Re: [DISCUSS] Limit size of already processed files in File Source SplitEnumerator

Posted by Till Rohrmann on
URL: http://deprecated-apache-flink-mailing-list-archive.368.s1.nabble.com/DISCUSS-Limit-size-of-already-processed-files-in-File-Source-SplitEnumerator-tp51184p51218.html

Hi Tianxin,

thanks for starting this discussion. I am pulling in Arvid who works on
Flink's connectors.

I think the problem you are describing can happen.

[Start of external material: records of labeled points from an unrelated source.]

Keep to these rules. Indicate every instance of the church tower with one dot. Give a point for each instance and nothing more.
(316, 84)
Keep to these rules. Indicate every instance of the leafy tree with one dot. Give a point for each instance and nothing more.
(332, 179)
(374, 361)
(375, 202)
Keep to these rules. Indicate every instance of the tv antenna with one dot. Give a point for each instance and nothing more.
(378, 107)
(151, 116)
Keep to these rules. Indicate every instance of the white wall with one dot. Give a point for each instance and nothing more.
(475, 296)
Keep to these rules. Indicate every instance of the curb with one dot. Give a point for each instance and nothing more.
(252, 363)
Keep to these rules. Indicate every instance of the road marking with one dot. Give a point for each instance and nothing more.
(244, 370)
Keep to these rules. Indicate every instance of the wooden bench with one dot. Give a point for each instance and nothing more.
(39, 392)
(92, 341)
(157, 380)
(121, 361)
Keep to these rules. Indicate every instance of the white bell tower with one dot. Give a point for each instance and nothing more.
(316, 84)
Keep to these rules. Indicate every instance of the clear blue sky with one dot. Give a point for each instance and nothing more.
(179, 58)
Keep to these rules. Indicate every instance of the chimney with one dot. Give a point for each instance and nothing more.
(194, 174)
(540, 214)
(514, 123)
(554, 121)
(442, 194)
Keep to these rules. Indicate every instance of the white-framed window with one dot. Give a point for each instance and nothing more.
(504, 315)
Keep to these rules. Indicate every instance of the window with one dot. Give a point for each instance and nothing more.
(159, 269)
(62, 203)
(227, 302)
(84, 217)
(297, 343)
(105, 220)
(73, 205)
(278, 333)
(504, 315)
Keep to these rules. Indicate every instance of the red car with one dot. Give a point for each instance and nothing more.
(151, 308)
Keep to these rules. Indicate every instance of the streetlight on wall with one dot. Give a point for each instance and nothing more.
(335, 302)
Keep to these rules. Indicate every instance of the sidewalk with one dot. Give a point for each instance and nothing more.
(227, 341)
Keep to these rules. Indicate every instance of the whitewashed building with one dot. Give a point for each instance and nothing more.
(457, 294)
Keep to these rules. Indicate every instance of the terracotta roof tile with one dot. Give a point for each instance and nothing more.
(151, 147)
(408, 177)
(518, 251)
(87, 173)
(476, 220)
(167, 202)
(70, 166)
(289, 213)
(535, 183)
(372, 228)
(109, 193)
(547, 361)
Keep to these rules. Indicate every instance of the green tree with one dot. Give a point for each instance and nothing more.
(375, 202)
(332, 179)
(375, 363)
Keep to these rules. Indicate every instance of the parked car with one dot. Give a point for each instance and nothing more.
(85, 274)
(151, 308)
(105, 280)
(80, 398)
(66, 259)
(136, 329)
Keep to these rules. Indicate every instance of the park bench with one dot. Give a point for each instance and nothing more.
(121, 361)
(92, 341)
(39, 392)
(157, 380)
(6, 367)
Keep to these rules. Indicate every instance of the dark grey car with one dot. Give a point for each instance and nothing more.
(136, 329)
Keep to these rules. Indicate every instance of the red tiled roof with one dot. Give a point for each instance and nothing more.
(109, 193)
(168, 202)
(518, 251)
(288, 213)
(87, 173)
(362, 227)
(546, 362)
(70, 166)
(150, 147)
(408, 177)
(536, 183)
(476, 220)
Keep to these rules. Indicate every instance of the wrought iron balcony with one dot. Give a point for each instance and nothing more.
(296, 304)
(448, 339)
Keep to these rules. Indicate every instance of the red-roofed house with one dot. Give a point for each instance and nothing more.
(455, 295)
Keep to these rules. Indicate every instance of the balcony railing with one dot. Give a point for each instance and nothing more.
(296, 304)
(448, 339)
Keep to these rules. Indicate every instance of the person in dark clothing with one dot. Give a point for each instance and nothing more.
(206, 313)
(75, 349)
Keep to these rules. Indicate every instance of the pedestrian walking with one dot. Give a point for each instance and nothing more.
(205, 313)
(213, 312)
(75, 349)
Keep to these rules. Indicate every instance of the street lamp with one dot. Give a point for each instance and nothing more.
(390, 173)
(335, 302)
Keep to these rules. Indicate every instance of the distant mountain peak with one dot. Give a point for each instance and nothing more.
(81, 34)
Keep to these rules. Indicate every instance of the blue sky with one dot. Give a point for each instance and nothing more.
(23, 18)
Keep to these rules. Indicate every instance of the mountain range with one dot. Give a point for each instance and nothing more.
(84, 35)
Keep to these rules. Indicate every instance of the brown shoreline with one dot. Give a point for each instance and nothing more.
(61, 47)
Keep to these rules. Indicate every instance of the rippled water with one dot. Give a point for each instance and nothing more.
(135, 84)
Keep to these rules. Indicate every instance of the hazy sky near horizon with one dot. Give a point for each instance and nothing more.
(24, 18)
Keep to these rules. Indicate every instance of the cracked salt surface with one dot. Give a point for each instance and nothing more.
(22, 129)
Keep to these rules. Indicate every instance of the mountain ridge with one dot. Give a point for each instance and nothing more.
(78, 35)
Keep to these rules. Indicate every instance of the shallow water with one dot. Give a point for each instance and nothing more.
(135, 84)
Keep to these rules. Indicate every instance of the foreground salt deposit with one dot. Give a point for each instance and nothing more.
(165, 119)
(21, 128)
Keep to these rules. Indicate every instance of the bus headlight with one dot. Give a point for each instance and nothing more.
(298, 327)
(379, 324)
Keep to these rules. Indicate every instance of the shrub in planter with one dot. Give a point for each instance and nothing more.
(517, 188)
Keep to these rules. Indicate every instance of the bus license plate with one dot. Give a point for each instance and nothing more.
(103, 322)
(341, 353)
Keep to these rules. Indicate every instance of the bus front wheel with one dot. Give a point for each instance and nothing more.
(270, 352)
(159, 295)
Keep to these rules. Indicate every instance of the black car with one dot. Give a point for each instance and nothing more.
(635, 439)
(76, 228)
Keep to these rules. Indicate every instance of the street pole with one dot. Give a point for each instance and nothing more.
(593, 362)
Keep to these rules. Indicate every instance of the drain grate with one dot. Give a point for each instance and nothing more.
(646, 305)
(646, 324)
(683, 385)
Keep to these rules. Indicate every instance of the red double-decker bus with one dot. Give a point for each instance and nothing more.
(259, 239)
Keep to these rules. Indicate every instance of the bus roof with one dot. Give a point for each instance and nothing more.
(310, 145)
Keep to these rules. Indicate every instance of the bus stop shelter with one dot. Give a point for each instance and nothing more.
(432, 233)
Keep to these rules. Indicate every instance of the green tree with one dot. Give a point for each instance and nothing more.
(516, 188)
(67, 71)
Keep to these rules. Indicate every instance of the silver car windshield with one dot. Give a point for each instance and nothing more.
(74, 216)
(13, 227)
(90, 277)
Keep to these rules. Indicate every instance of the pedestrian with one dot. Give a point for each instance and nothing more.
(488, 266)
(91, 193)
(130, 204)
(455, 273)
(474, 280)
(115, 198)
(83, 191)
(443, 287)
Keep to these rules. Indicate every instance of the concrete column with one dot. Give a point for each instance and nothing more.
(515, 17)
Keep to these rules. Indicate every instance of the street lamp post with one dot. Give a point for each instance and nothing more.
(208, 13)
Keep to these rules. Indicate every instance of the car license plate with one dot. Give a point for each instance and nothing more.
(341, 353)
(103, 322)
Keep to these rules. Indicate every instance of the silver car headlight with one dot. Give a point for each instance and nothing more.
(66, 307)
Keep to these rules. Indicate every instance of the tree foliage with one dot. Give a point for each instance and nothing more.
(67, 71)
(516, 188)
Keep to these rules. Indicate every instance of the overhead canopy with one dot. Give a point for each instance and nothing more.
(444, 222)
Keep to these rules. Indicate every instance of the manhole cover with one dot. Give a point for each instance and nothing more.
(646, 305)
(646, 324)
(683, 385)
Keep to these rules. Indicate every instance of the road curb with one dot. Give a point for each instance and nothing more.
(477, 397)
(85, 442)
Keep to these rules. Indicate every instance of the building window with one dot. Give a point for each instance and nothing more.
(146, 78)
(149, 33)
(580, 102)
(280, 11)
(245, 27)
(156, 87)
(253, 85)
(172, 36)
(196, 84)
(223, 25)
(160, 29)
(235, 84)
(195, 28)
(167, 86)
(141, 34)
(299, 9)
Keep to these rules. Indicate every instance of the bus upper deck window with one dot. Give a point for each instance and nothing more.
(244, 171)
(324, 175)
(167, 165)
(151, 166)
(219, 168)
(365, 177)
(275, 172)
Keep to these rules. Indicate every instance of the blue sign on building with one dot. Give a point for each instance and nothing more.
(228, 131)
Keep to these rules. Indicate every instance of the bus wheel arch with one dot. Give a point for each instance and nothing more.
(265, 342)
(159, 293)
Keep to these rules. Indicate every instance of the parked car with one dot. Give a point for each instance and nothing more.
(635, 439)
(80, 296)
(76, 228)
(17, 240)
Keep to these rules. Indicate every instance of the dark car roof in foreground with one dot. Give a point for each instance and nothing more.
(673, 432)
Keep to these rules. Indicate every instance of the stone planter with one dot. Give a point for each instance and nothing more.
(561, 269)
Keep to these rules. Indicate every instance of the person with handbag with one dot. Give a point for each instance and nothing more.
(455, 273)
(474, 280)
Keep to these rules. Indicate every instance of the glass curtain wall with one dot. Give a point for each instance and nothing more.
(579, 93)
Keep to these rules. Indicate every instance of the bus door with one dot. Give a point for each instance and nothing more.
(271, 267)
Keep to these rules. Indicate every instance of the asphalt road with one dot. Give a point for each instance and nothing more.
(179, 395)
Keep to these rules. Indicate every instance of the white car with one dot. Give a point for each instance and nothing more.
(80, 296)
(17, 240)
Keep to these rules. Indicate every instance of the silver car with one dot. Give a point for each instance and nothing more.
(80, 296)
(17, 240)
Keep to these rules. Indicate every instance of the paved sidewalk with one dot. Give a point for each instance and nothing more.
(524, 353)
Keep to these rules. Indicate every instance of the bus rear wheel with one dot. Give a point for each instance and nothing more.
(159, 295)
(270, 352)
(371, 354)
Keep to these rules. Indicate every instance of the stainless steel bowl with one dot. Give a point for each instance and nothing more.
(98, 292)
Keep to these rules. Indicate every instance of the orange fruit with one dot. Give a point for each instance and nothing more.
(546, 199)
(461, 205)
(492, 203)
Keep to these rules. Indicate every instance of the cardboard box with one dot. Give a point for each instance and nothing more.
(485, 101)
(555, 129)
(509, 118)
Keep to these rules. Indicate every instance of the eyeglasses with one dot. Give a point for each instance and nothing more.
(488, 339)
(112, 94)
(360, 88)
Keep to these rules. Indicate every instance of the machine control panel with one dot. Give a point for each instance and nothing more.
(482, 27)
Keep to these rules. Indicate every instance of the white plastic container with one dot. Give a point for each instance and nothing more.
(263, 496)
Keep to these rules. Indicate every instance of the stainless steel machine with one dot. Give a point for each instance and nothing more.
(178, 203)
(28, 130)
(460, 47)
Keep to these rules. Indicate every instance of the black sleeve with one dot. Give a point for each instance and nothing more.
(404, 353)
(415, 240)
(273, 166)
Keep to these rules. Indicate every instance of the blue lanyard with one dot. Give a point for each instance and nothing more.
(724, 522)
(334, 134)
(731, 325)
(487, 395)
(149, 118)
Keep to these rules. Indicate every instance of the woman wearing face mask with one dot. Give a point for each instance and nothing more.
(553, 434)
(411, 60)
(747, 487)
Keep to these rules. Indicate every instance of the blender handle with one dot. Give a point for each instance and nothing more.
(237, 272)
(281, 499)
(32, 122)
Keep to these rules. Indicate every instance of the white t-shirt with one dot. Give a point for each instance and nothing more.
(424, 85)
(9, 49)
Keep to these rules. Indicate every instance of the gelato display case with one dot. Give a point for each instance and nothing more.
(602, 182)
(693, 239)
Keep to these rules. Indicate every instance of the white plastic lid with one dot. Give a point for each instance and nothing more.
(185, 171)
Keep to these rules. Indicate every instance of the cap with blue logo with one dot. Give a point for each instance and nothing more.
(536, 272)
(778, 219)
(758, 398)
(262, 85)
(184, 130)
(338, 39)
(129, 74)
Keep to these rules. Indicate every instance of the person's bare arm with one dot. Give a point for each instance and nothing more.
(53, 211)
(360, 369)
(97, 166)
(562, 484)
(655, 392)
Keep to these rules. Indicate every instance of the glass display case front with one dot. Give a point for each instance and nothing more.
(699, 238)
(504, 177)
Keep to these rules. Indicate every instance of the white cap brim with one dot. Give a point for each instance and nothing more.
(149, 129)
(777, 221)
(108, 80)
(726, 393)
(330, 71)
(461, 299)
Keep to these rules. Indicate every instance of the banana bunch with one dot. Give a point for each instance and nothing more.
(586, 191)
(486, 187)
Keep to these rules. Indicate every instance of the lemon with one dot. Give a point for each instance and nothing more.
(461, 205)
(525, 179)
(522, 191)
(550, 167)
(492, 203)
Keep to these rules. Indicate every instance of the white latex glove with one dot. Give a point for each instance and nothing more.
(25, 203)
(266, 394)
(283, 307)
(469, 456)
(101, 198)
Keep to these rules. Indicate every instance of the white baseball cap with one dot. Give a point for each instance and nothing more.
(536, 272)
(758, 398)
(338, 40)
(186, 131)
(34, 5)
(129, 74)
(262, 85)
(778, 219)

From what I understand you are proposing to keep track of the watermark of
processed file input splits and then filter out splits based on their
modification timestamps and the watermark. What is the benefit of keeping
for every split the modification timestamp in the map? Could it also work
if we sort the input splits according to their modification timestamps and
then remember the last processed split? That way we only remember a single
value and upon recovery, we only process those splits which have a newer
modification timestamp.

Cheers,
Till

On Tue, Jun 8, 2021 at 12:11 AM Tianxin Zhao <[hidden email]> wrote:

> Hi!
>
> Currently Flink File Source relies on a Set<Path> pathsAlreadyProcessed in
> SplitEnumerator to decide which file has been processed and avoids
> reprocessing files if a file is already in this set. However this set could
> be ever growing and ultimately exceed memory size if there are new files
> continuously added to the input path.
>
> I submitted https://issues.apache.org/jira/browse/FLINK-22792 and would
> like to be assigned to the ticket.
>
> Current proposed change as belows, would like to get an agreement on the
> approach taken.
>
>    1.
>
>    Maintain fileWatermark updated by new files modification time in
>    ContinuousFileSplitEnumerator
>    2.
>
>    Change Set<Path> pathsAlreadyProcessed to a HashMap<Path, Long>
>    pathsAlreadyProcessed where the key is same as before which is the file
>    path of already processed files, and the value is file modification
> time,
>    expose getModificationTime() method to FileSourceSplit.
>
>
>    1.
>
>    Adding a fileExpireTime user configurable config, any files older
> than fileWatermark
>    - fileExpireTime would get ignored.
>    2.
>
>    When snapshotting splitEnumerator, remove files that are older than
> fileWatermark
>    - fileExpireTime from the pathsAlreadyProcessed map.
>    3.
>
>    Adding alreadyProcessedPaths map and fileWatermark to
>    PendingSplitsCheckpoint, modify the current
>    PendingSplitsCheckpointSerializer to add a version2 serializer that
>    serialize the alreadyProcessedPaths map which included file modification
>    time.
>    4.
>
>    Subclass of PendingSplitsCheckpoint like
>    ContinuousHivePendingSplitsCheckpoint would not be impacted by
>    initializing an empty alreadyProcessedMap and 0 as initial watermark.
>
> Thanks!
>